The only solution is to configure
initialDelaySeconds in liveliness probe settings to delay probe evaluations after the container startup. But the problem, of course, is that its hard to put a number to this. Some recoveries even take even an hour, and we need to provide enough headroom to account for this. But the more you increase
initialDelaySeconds , the slower your resilience, as it would take longer for Kubernetes to restart your container during startup failures.
So the middle ground is to assess a value for the
initialDelaySeconds field such that it better balances between the resilience you seek in Kubernetes and the time taken by the app to successfully start in all fault conditions (disk failures, network failures, system crashes, etc.)
Update: If you are on the last few latest releases, Kubernetes has introduced a third probe-type called, ‘Startup Probe,’ to tackle this problem.

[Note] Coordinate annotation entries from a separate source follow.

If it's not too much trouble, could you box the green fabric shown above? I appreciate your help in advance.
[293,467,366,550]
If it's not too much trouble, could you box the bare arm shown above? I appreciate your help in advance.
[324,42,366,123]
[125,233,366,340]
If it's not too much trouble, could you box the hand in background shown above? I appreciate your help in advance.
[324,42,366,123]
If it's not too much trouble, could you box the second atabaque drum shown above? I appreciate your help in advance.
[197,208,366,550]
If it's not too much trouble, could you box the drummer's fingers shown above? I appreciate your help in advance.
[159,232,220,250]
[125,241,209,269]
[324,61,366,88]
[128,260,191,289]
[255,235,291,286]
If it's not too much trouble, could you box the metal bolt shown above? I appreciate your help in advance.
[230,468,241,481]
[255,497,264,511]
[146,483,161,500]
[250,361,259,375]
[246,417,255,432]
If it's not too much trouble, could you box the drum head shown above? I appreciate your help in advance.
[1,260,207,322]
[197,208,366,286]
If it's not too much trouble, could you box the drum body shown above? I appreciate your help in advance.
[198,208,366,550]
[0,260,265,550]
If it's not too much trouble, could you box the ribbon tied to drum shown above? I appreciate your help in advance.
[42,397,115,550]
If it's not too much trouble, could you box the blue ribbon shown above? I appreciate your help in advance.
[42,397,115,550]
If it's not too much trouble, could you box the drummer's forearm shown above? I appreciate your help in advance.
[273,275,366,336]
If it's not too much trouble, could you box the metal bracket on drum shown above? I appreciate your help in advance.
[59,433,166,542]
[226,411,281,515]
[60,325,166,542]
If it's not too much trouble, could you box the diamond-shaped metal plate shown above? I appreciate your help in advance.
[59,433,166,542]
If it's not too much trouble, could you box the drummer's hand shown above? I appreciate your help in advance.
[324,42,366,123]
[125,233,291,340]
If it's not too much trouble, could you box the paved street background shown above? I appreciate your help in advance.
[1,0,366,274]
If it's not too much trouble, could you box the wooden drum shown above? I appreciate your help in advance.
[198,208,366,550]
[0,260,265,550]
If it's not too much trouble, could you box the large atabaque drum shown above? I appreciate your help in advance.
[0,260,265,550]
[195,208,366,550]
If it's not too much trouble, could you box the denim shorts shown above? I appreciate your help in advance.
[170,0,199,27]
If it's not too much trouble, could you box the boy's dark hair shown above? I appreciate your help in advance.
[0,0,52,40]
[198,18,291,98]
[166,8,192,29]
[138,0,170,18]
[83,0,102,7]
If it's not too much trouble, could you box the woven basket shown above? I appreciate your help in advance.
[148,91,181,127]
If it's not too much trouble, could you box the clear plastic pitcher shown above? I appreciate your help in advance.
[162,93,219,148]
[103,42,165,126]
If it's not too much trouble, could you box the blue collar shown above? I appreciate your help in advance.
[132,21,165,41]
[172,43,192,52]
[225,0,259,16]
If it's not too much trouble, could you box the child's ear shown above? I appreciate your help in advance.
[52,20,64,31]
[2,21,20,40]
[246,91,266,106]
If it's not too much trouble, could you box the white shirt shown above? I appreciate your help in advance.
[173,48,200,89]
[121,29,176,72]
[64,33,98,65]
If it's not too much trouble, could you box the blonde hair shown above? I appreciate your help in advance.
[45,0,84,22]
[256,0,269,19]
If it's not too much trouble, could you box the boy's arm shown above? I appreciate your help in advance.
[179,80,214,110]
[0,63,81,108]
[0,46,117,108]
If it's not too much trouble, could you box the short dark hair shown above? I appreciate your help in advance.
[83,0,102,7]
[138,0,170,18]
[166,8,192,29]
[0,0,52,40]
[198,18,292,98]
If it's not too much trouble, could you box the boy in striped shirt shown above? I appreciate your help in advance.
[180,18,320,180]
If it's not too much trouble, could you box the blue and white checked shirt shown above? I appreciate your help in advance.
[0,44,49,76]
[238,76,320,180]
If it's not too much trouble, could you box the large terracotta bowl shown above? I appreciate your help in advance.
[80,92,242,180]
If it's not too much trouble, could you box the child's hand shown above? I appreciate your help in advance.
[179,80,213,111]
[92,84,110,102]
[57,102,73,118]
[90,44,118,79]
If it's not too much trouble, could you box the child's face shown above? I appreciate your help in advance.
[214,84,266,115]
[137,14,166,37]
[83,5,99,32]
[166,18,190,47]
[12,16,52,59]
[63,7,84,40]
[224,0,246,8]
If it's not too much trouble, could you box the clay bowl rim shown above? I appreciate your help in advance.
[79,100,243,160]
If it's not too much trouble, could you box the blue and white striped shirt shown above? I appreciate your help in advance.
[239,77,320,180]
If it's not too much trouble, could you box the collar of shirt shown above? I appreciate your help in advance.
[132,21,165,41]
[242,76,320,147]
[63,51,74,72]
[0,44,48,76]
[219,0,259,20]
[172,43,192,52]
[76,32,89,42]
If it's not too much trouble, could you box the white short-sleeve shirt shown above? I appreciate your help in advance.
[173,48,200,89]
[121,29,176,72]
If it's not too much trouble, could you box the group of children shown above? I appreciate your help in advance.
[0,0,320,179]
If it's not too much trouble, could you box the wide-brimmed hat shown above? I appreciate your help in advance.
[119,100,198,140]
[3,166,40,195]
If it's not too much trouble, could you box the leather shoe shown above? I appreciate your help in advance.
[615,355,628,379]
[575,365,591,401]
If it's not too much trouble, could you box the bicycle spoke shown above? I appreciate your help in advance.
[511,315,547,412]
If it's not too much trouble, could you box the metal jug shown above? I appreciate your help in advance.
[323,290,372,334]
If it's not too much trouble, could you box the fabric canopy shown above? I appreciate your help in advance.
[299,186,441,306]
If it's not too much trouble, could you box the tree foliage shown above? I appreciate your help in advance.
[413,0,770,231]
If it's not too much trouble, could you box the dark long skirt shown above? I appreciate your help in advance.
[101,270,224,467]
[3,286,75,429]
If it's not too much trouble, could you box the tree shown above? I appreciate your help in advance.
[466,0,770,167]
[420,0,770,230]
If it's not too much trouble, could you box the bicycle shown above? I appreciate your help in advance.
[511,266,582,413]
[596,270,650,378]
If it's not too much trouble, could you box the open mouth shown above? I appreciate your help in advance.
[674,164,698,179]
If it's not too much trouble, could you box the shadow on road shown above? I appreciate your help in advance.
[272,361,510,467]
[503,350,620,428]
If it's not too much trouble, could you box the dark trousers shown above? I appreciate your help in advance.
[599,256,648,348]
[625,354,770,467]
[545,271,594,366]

It is available in
alpha from 1.16and
beta from 1.18onwards.
A startup probe disables readiness and liveliness checks until the container has started up, making sure the application’s startup isn’t interrupted.
5. Exposing External IPs
We learned that exposing services using static external IP takes a huge toll on your kernel’s connection tracking mechanism. It simply breaks down at scale unless planned thoroughly.
Our cluster runs on
Calico for CNI and
BGP as our routing protocol inside Kubernetes and also to peer with edge routers. For Kubeproxy, we use
IP Tablesmode. We host a massive service in our Kubernetes exposed via external IP that handles millions of connections every day. Because of all the SNAT and masquerading that comes from software-defined networks, Kubernetes needs a mechanism to track all these logical flows. To achieve this, it uses the Kernel’s
Conntrack and netfilter tools to manage these external connections to the static IP, which then translates to internal service IP and then to your pod IP. This is all done through the
conntrack table and IP Tables.
conntrack table, however, has its limits. Once you hit the limit, your Kubernetes cluster (the OS Kernel underneath) will not be able to accept new connections any more. On RHEL, you can check it this way.
$ sysctl net.netfilter.nf_conntrack_count net.netfilter.nf_conntrack_maxnet.netfilter.nf_conntrack_count = 167012
net.netfilter.nf_conntrack_max = 262144
Some ways to work around this is to peer multiple nodes with edge routers so that the incoming connection to your static IP is sprayed across your cluster. So if your cluster has a large fleet of machines, cumulatively you could have a large
conntrack table to handle massive incoming connections.
Back when we started in 2017, this completely threw us off, but recently, a detailed study on this was published by Calico in 2019, aptly titled “Why conntrack is no longer your friend.”
Do you absolutely need Kubernetes?
Three years in and we still continue to discover and learn something new every day. It is a complex platform with its own set of challenges, particularly, the overhead in building and maintaining the environment. It will change your design, thinking, architecture, and will require upskilling and upscaling your teams to meet the transformation.
However, if you are on the cloud and are able to use Kubernetes as a “service,” it can relieve you from most of that overhead that comes with platform maintenance like “How do I expand my internal network CIDR?” or “How do I upgrade my Kubernetes version?”
Today, we’ve realized that the first question you need to ask yourself is “Do you absolutely need Kubernetes?” This can help assess the problem you have and how significantly or not, Kubernetes addresses it.
Kubernetes transformation is not cheap. The price you pay for it must really justify ‘your’ use case and how it leverages the platform. If it does, then Kubernetes can immensely boost your productivity.
Remember, technology for the sake of technology is meaningless.